Snowflake Connection Configuration

From QPR ProcessAnalyzer Wiki
Revision as of 09:36, 11 October 2024 by Ollvihe (talk | contribs) (→‎Set Snowflake ODBC connection)
(diff) ← Older revision | Latest revision (diff) | Newer revision → (diff)
Jump to navigation Jump to search

This page describes the native method to use Snowflake where the process mining queries are run in the Snowflake and the eventlog data stays in the Snowflake. There are two steps to configure: setup a Snowflake account and configure QPR ProcessAnalyzer to use the account through an ODBC connection.

QPR ProcessAnalyzer needs one Snowflake schema where it can create functions and store cache tables, and write permissions are needed to that schema. QPR ProcessAnalyzer can use any tables in Snowflake as eventlogs source data, requiring at least read permission to the tables.

Snowflake account configuration

These instructions provide one scenario to configure Snowflake for QPR ProcessAnalyzer. Configuration can also be done differently, e.g., if there is other use for the same Snowflake account.

For permissions, these instructions are based on the database and schema ownership, giving all permissions to the objects. The next chapter provides instruction for the minimum permissions.

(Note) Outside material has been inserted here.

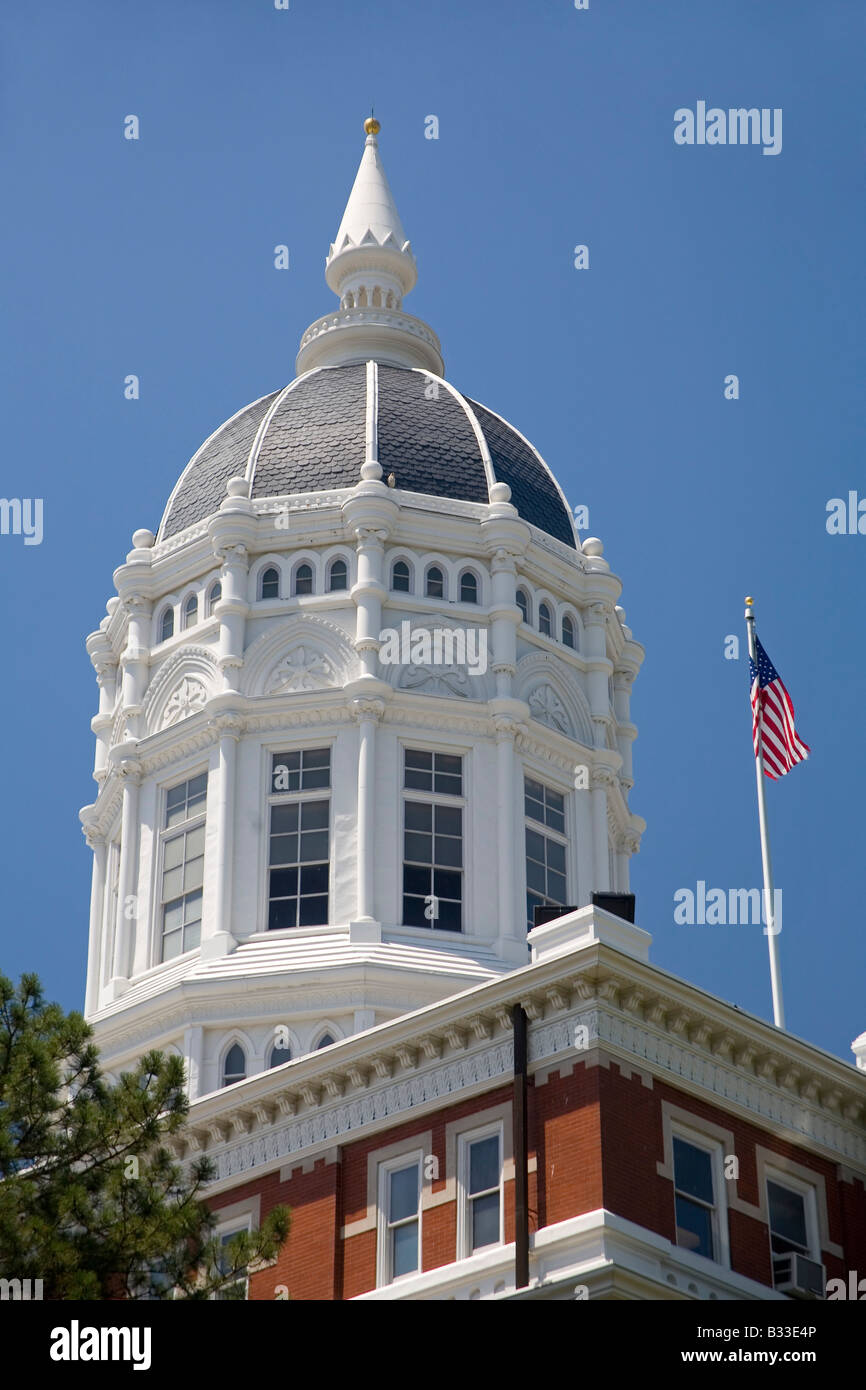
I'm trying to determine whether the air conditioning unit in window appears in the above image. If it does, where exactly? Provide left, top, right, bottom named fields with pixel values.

  1. Create a new Snowflake account in the Snowflake site: https://www.snowflake.com/ (or use an existing account). The account is created to the selected cloud platform and site, so consider a location that is close to the QPR ProcessAnalyzer hosting site.
  2. Go to https://app.snowflake.com and login in to your Snowflake account. Change the role to ACCOUNTADMIN.
  3. In Account > Roles, click the Role button to create a new role. Define Name QPRPA, and click Create Role.
  4. In Account > Users, click the User button to create a new user. Define User Name QPRPA and define a strong password. Check also that the Force user to change password on first time login is disabled. Click the Create User button.
  5. Select the created user, and click the Grant Role button. In the Role to grant list, select QPRPA, and click Grant.
  6. In Compute > Warehouses, click the Warehouse button to create a new warehouse. Define Name QPRPA, and select a suitable Size for the warehouse. In the Advanced Warehouse Options, check that Auto Resume and Auto Suspend are enabled. Set the Suspend After time based on your performance requirements (for example 3 minutes is a suitable value). Click Create Warehouse.
  7. Select the created warehouse and in the Privileges section and click the Privilege button. For Role, select the QPRPA role. For Privileges, select MONITOR, OPERATE and USAGE. Click the Grant Privileges button.
  8. In Data > Databases, click the Database button to create a new database. Define Name QPRPA, and click the Create button.
  9. Set the role as the owner of the database by selecting Transfer Ownership for the database in the menu and selecting the QPRPA role.
  10. Select the created database, and click the Schema button to create a new schema. Define Name QPRPA, and click the Create button.
  11. Set the role as the owner of the schema by selecting Transfer Ownership for the schema in the menu and selecting the QPRPA role.
  12. (Optional) If the connection to Snowflake is lost for any reason, QPR ProcessAnalyzer may not be able to cancel pending queries. To get pending queries automatically cancelled to save costs, it's advisable to change the ABORT_DETACHED_QUERY session setting to true: https://docs.snowflake.com/en/sql-reference/parameters.html#abort-detached-query.
  13. (Optional) Running a Snowflake warehouse consumes credits in the Snowflake account, and thus it's a good practice to set resource monitoring to control the credit usage: In Compute > Resource Monitors, click the Resource Monitor button to create a new resources monitor. Choose suitable monitor settings for your needs, and click the Create Resource Monitor button.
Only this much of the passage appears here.